Would a better benchmark not just use some kind of pseudo randomly generated sequence to avoid having two arrays?

Adhyyan1252 16 hours ago

Love this analysis! Was expecting random to be much slower. 4x is not bad at all

Nevermark 10 hours ago

There has to be some power hit for all those extra cache fills. No idea if it would be measurable.

b0a04gl 8 hours ago

longtime back ran a model scoring job where each row did feature lookups across diff memory regions. access pattern changed every run since it depended on prev feature values. avg latency stayed fine but total run time kept jumping sometimes 6s, sometimes 8s on same input. perf counters looked flat but thread scheduling kept shifting. reordered the lookups to cut down mem jumps. after that threads aligned better, scheduler ran smoother, run time got stable across batches. gain wasn’t from faster mem, imo i observed it's not the memory is slower but rather how less predictable it's

o11c 10 hours ago

Hm, no discussion of cache line size, page size, or the limits of cache associativity?

FpUser 12 hours ago

I did another type of experiment which evaluates benefits of branch prediction on AMD 9950X on contiguous array with 1,000,000 elements. Calculated sum adding element if it is bigger than 125 (50% of 256). Difference between random and sorted was 10 times. I guess branch prediction plays a huge role as well.

Andys 12 hours ago
Thanks for sharing that.
Presumably if you'd split the elements into 16 shares (one for each CPU), summed with 16 threads, and then summed the lot at the end, then random would be faster than sorted?
- bee_rider 9 hours ago
  
  I don’t think random should be faster than contiguous access, if you parallelize both of them.
  Although, it looks like that chip has a 1MB L2 cache for each core. If these are 4 Bytes ints, then I guess they won’t all fit in one core’s L2, but maybe they can all start out in their respective cores’ L2 if it is parallelized (well, depends on how you set it up).
  Maybe it will be closer. Contiguous should still win.

Surac 9 hours ago

is this not just a memory test for the burst capacitiy and access strategy of the dram controller?

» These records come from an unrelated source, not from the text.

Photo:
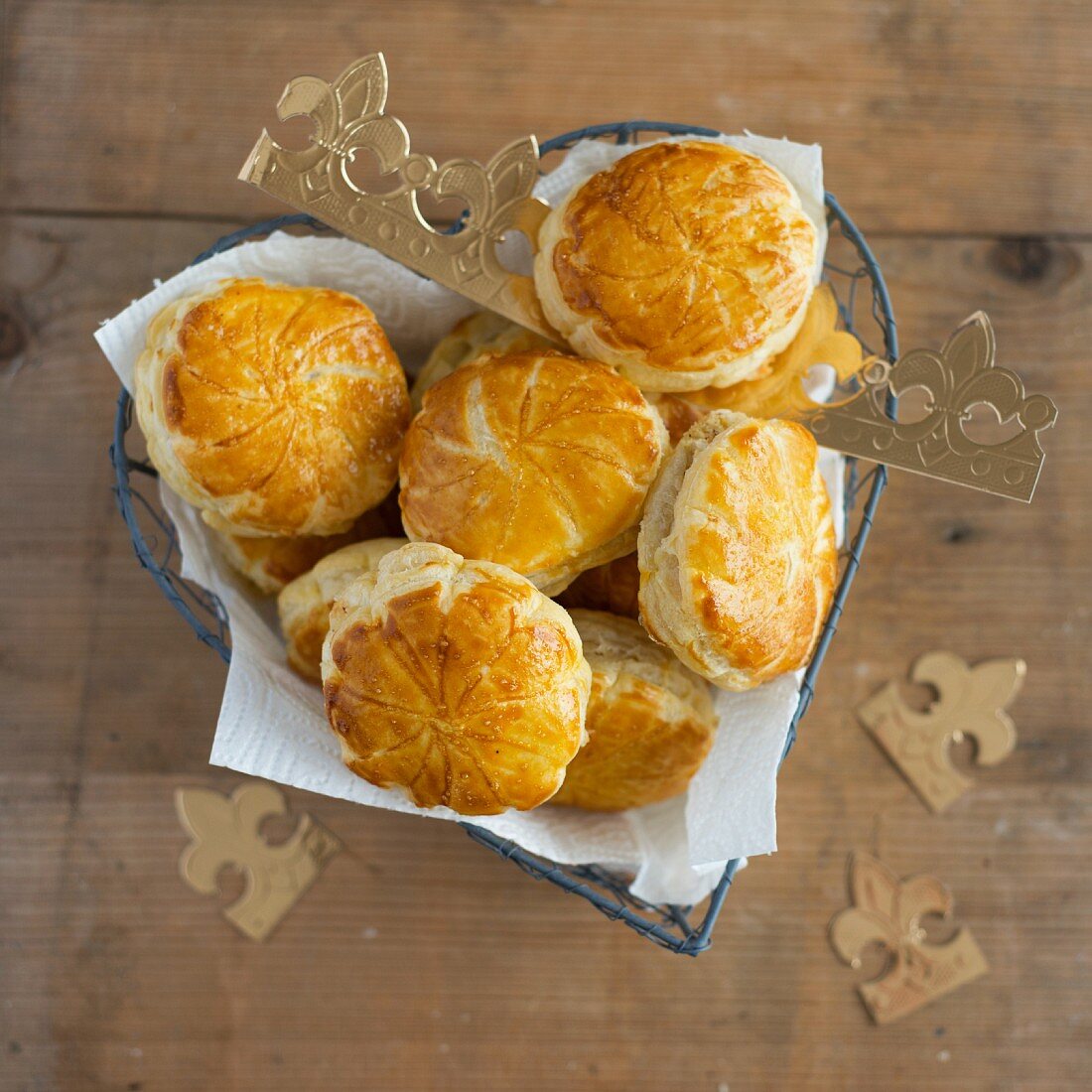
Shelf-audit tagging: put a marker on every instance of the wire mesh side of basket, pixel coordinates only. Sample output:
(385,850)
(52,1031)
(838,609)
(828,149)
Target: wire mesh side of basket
(155,545)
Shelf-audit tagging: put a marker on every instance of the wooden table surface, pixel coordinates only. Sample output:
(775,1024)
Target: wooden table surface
(957,133)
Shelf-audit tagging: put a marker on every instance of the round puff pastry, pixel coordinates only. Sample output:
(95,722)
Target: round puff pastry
(455,680)
(650,721)
(684,264)
(304,605)
(471,338)
(270,564)
(738,552)
(276,411)
(537,461)
(612,587)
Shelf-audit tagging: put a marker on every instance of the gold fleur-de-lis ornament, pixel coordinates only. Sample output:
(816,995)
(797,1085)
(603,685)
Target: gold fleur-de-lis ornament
(225,831)
(970,703)
(887,912)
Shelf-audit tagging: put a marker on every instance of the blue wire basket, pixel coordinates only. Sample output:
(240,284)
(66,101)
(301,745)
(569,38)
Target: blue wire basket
(850,268)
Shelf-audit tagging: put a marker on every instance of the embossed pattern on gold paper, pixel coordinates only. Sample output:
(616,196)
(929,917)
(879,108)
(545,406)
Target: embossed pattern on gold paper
(970,703)
(225,831)
(887,912)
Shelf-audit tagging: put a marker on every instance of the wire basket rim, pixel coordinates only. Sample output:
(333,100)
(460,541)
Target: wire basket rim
(572,880)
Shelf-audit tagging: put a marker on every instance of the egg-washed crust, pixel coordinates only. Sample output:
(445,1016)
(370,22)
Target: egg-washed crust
(738,552)
(650,720)
(612,587)
(272,563)
(304,604)
(275,410)
(537,461)
(478,335)
(455,680)
(685,264)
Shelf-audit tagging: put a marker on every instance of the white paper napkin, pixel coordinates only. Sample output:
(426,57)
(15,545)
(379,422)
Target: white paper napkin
(271,723)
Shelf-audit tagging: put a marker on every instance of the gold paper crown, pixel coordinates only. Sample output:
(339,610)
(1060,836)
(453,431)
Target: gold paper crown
(958,378)
(348,118)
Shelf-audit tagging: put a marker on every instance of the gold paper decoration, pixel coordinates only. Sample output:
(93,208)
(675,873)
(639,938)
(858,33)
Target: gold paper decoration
(971,702)
(225,832)
(349,120)
(958,378)
(887,910)
(778,391)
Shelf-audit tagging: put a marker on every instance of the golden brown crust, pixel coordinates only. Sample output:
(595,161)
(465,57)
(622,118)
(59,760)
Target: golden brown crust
(684,264)
(304,604)
(738,552)
(270,564)
(777,391)
(455,680)
(650,721)
(276,411)
(612,587)
(537,461)
(478,335)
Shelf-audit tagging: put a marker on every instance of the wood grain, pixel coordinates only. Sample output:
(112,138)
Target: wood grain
(934,116)
(419,960)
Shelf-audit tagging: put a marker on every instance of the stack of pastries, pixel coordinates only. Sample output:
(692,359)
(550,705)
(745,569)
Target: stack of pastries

forrestthewoods 15 hours ago

Here’s an older blog post of mine on roughly the same topic:

https://www.forrestthewoods.com/blog/memory-bandwidth-napkin...

I’m not sure I agree with the data presentation format. “time per element” doesn’t seem like the right metric.

klank 13 hours ago
What are your qualms with time per element? I liked it as a metric because it kept the total deviation of results to less than 32 across the entire result set.
Using something like the overall run length would have such large variations making only the shape of the graph particularly useful (to me) less so much the values themselves.
If I was showing a chart like this to "leadership" I'd show with the overall run length. As I'd care more about them realizing the "real world" impact rather than the per unit impact. But this is written for engineers, so I'd expect it to also be focused on per unit impacts for a blog like this.
However, having said all that, I'd love to hear what your reservations are using it as a metric.
- forrestthewoods 9 hours ago
  
  It’s not wrong per se. I’m just very wary of nano-scale benchmarks. And I think in general you should advertise “velocity” not “time per”.
  Perhaps it’s a long time inspiration from this post: https://randomascii.wordpress.com/2018/02/04/what-we-talk-ab...
  I also just don’t know what to do with “1 ns per element”. The scale of 1 to 4 ns per element is remarkably imprecise. Discussing 1 to 250 million to 1 billion elements per second feels like a much wider range. Even if it’s mathematically identical.
  Your graphs have a few odd spikes that weren’t deeply discussed. If it’s under 2ns per element who cares!
  The logarithmic scale also made it really hard to interpret. Should have drawn clearer lines at L1/L2/L3/ram limits.
  On skim I don’t think there’s anything wrong. But as presented it’s a little hard for me as an engineer to extract lessons or use this information for good (or evil).
  There shouldn’t be a Linux vs Mac issue. Ignoring mmap this should be HW.
  I dunno. Those are all just surface level reactions.
alain94040 13 hours ago
From your blog post:
> Random access from the cache is remarkably quick. It's comparable to sequential RAM performance
That's actually expected once you think about it, it's a natural consequence of prefetching.
- delusional 9 hours ago
  
  If that wasn't the case the machine would have to prefetch to register file. I don't know of any CPU that does that.
- forrestthewoods 7 hours ago
  
  Heh. That line often gets called out.
  Lots of things are expected when you deeply understand a complex system and think about it. But, like, not everyone knows the system that deeply nor have they thought about it!
petermcneeley 11 hours ago

Whats most misleading is the data for the smaller sizes (1k)